In December 2013, a landmark amendment to Mexico’s constitution effectively ended state-owned control of the country’s power sector. Virtually overnight, Mexico became one of the hottest markets in the world for renewable energy development. However, an upcoming election led currently by a strong nationalist candidate could throw a wrench into ongoing reform.

Current political situation

Current Mexico President Enrique Peña Nieto was elected with 38% of the vote and took office December 1, 2012. During his mandate (which is due to end in November 2018) Peña Nieto approved 13 constitutional changes, including major energy reform.

Peña Nieto has been unpopular for some time but frustration with his government peaked in January 2017 as gasoline prices jumped 20%, prompting “gasolinazo” street protests. The price increase, along with the public’s general dissatisfaction with slow economic growth, corruption and consecutive political scandals, drove Peña Nieto’s disapproval rate to 77% in February 2017.

Current President Enrique Peña Nieto approval ratings:

Source: Consulta Mitofsky

On July 1, 2018, voters will head to the polls to choose a new leader. The president is elected by direct and popular vote through a “first-past-the-post” voting method. On that same day, the country will also chose 500 Chamber of Deputies representatives and 128 Senators.

Political parties

Mexico has a total of nine political parties with the four most prominent being the center-right National Action Party (PAN), the left-wing MORENA, the centrist PRI and the center-left Party of Democratic Revolution (PRD).  As of November 2017, MORENA is the only party with a candidate confirmed for the 2018 election: López Obrador.

At this point, MORENA is the only party that represents a legitimate threat to the current energy reform’s longevity.
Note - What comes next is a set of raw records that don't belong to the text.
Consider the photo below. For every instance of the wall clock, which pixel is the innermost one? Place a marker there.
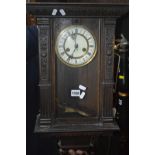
(76, 70)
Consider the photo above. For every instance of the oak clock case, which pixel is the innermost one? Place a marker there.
(76, 49)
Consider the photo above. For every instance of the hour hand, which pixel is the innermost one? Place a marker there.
(67, 50)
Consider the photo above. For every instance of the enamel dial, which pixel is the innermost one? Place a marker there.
(76, 46)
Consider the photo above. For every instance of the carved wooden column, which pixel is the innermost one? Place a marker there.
(44, 63)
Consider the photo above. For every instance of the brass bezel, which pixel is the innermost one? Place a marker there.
(56, 45)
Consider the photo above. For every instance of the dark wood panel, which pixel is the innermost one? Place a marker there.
(69, 78)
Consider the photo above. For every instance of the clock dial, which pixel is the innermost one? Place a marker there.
(76, 46)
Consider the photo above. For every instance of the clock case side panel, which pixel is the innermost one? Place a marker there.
(107, 62)
(44, 118)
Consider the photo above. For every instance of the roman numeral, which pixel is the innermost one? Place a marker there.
(89, 53)
(62, 53)
(91, 45)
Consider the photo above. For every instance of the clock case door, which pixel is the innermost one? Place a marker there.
(67, 78)
(57, 80)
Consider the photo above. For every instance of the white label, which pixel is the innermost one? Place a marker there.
(75, 93)
(82, 87)
(63, 13)
(82, 95)
(54, 12)
(120, 102)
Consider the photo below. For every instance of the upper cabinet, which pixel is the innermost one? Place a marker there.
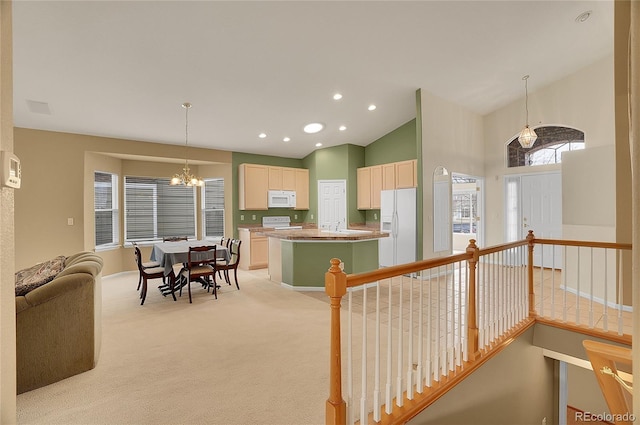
(372, 180)
(406, 174)
(253, 185)
(282, 178)
(256, 180)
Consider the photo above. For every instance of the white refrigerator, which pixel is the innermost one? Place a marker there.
(398, 219)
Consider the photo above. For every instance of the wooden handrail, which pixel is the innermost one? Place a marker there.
(337, 282)
(402, 269)
(588, 244)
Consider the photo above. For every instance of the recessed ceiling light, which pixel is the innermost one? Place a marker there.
(314, 127)
(583, 16)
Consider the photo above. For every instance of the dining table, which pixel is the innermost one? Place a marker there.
(168, 254)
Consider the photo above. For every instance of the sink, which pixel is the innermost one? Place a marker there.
(348, 231)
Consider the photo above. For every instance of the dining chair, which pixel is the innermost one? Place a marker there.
(220, 260)
(234, 253)
(146, 274)
(145, 265)
(197, 268)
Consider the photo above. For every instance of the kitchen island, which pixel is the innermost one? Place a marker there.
(299, 258)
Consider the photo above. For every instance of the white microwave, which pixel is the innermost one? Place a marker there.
(282, 199)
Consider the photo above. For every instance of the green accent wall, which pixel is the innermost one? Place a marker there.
(398, 145)
(304, 264)
(339, 163)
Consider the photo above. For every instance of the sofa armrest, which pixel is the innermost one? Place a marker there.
(56, 288)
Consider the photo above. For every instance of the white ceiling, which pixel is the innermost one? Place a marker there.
(123, 69)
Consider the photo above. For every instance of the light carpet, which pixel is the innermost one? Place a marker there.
(259, 355)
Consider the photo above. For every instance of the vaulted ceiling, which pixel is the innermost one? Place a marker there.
(123, 69)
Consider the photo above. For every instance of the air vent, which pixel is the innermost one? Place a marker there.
(38, 107)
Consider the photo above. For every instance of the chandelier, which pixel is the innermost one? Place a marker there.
(527, 136)
(186, 178)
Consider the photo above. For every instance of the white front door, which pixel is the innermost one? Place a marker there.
(332, 204)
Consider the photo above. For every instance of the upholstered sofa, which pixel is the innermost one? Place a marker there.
(58, 327)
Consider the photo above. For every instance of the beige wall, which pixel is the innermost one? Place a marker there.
(452, 138)
(58, 184)
(584, 100)
(7, 231)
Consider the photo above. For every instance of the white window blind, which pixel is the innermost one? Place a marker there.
(213, 208)
(155, 210)
(105, 196)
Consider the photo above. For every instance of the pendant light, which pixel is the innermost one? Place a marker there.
(186, 178)
(527, 136)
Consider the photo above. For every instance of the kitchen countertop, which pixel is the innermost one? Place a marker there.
(260, 228)
(323, 235)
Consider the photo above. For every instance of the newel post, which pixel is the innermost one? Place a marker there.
(532, 304)
(335, 285)
(473, 352)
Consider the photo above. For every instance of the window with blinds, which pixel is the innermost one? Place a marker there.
(213, 208)
(105, 198)
(155, 210)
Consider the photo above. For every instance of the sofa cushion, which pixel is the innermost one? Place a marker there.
(33, 277)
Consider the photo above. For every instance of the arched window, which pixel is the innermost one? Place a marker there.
(547, 149)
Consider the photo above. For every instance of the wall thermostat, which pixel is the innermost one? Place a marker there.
(10, 170)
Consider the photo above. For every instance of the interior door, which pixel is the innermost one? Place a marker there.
(332, 204)
(542, 212)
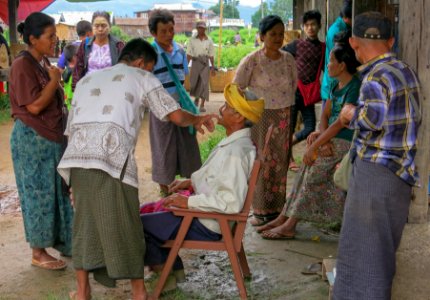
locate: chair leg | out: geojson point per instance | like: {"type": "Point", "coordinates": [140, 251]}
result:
{"type": "Point", "coordinates": [228, 239]}
{"type": "Point", "coordinates": [244, 263]}
{"type": "Point", "coordinates": [186, 222]}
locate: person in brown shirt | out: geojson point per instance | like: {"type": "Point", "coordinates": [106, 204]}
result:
{"type": "Point", "coordinates": [37, 101]}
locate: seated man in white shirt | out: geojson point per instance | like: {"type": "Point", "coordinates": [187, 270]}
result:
{"type": "Point", "coordinates": [220, 185]}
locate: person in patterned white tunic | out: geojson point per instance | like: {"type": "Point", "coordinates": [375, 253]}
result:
{"type": "Point", "coordinates": [99, 164]}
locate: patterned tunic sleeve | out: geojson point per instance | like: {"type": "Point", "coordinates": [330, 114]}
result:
{"type": "Point", "coordinates": [244, 71]}
{"type": "Point", "coordinates": [158, 99]}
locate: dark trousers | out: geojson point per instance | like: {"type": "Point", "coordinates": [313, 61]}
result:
{"type": "Point", "coordinates": [308, 116]}
{"type": "Point", "coordinates": [162, 226]}
{"type": "Point", "coordinates": [376, 210]}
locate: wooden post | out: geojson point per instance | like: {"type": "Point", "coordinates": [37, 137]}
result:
{"type": "Point", "coordinates": [13, 12]}
{"type": "Point", "coordinates": [414, 49]}
{"type": "Point", "coordinates": [221, 8]}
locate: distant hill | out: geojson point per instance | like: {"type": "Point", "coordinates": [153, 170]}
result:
{"type": "Point", "coordinates": [128, 7]}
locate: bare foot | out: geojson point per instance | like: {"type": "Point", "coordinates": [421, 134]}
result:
{"type": "Point", "coordinates": [42, 259]}
{"type": "Point", "coordinates": [281, 219]}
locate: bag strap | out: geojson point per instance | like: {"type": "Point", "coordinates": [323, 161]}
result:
{"type": "Point", "coordinates": [172, 73]}
{"type": "Point", "coordinates": [322, 60]}
{"type": "Point", "coordinates": [414, 101]}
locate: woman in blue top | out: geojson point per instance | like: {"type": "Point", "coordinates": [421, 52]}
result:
{"type": "Point", "coordinates": [314, 197]}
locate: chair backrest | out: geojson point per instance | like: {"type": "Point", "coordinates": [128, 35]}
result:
{"type": "Point", "coordinates": [259, 161]}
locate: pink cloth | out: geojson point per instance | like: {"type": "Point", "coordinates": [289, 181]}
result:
{"type": "Point", "coordinates": [157, 206]}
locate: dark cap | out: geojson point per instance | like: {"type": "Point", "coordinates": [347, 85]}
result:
{"type": "Point", "coordinates": [372, 25]}
{"type": "Point", "coordinates": [201, 24]}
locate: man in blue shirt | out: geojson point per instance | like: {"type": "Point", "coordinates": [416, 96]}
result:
{"type": "Point", "coordinates": [84, 29]}
{"type": "Point", "coordinates": [386, 119]}
{"type": "Point", "coordinates": [342, 23]}
{"type": "Point", "coordinates": [174, 149]}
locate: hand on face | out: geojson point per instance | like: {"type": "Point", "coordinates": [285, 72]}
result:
{"type": "Point", "coordinates": [179, 184]}
{"type": "Point", "coordinates": [176, 200]}
{"type": "Point", "coordinates": [206, 121]}
{"type": "Point", "coordinates": [54, 73]}
{"type": "Point", "coordinates": [347, 113]}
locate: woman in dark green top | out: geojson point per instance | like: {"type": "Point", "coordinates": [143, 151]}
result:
{"type": "Point", "coordinates": [314, 197]}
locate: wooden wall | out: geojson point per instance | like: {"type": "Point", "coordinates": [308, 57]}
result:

While it says it would not unilaterally cancel the reform, it has pledged to hold a referendum on revising the constitutional amendments. That said, even if voters choose to cancel the reform, further action would be needed. This is because in Mexico revising any constitutional amendment requires two-thirds majorities in the federal Senate and the Chamber of Deputies. In addition, over half of Mexico’s state governors must approve.

Government representation by party:

Source: government of Mexico.
Note: Mexico has 32 governors, 500 deputies and 128 senators

What to expect

Securing a two-thirds super-majority at the federal level to overturn reform looks to be a serious longshot. At the state level, it’s an even longer shot as support would have to come from incumbent parties that supported the reform previously. But while a complete unravelling of energy market reforms appears unlikely, there is the realistic possibility that a new MORENA government would tinker with current policies. In fact, partial review of the reform is the most likely scenario should the party’s leader Lopez Obrador win.

This could be achieved by reviewing rules and regulations, such as the Clean Energy Certificates Guidelines and clean power auction contract rules. Such moves would not require constitutional amendments and could result, for instance, in the watering down of Mexico’s national clean energy targets. They could also involve reviewing or even delaying forthcoming auctions for clean power contracts.